Traffic camera expansion in Seattle back on the table
Lawmakers in Olympia are pushing for an expansion of traffic camera enforcement in Seattle.
Under state law today, cameras can only be used at stoplights, railroad crossings, and in school zones. Lawmakers want to expand camera use, to catch drivers blocking intersections and using transit-only lanes. This legislation came up last year but did not pass out of the Senate. The camera enforcement expansion would also allow cameras mid-block to catch violators, instead of only at intersections.
Bill sponsor Senator Marko Liias told the Senate Transportation Committee this week the cameras could only be used in the downtown Seattle core and north to Lake Union. It would go down as a parking infraction and not a moving violation. The cameras could be put on any roads, including arterial roads. The price, he said, is reasonable.
“Seventy-five dollars a ticket, which is lower than what a police officer could write for these, so there’s not an incentive to replace a police officer doing enforcement with the cameras,” Liias said.
The money generated from these cameras would go to bike and pedestrian safety improvements and ADA improvements.
Sen.

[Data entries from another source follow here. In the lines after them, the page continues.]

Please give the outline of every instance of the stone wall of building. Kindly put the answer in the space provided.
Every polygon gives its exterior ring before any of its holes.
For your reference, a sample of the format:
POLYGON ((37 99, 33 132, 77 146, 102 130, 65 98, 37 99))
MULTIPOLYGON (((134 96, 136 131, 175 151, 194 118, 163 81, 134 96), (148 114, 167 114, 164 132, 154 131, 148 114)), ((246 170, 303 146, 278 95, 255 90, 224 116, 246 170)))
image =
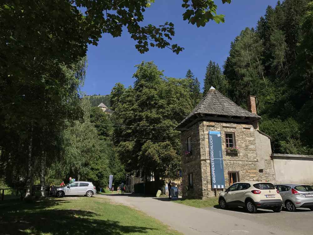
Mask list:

Curtis King is not sold on the idea. He doesn’t believe drivers should get tickets just because they get caught in an intersection during heavy traffic. He’s also concerned that this only hits drivers, when pedestrians play a huge role in a lack of movement downtown.

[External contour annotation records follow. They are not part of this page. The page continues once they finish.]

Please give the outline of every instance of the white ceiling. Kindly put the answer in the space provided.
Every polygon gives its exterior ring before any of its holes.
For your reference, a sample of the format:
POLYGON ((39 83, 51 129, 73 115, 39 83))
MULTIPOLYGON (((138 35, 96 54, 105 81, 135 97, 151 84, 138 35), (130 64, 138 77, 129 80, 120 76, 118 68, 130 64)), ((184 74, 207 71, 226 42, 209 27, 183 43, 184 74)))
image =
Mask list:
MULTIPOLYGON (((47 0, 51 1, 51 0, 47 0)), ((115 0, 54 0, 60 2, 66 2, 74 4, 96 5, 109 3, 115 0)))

“The walk lights are ‘don’t walk, don’t walk,’ but everybody just keeps on walking,” King said. “What about them? I have to sit through another light and another light because these people don’t obey their part of it as well. It isn’t just the cars.”

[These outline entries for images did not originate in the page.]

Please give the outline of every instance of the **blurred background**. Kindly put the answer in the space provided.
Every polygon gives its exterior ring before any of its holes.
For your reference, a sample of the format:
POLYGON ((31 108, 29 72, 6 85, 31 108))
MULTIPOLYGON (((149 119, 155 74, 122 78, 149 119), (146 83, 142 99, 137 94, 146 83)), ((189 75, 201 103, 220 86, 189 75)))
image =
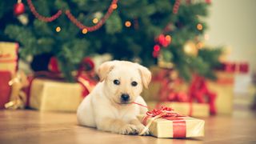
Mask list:
POLYGON ((2 1, 1 108, 74 112, 98 82, 98 66, 118 59, 152 72, 142 94, 150 109, 165 105, 194 117, 254 110, 255 6, 254 0, 2 1))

Jeff Devere represents the Washington Trucking Association. He doesn’t think this is fair either.
“They (trucks) have to wait to go across the intersection to make sure that there is enough room,” he said. “They don’t move very fast, and we don’t want them to move very fast. If people fill that spot before they get there, and they get a ticket without that context, we don’t think that is right.”
Drivers have complained that transit plays a huge role in blocking the box. In South Lake Union, at almost any time of day, buses are seen blocking multiple lanes at a time. Senator Liias’ staff confirmed that buses would be subject to tickets if they block the box, but may not be ticketed. Seattle Police says they don’t ticket transit drivers for such violations.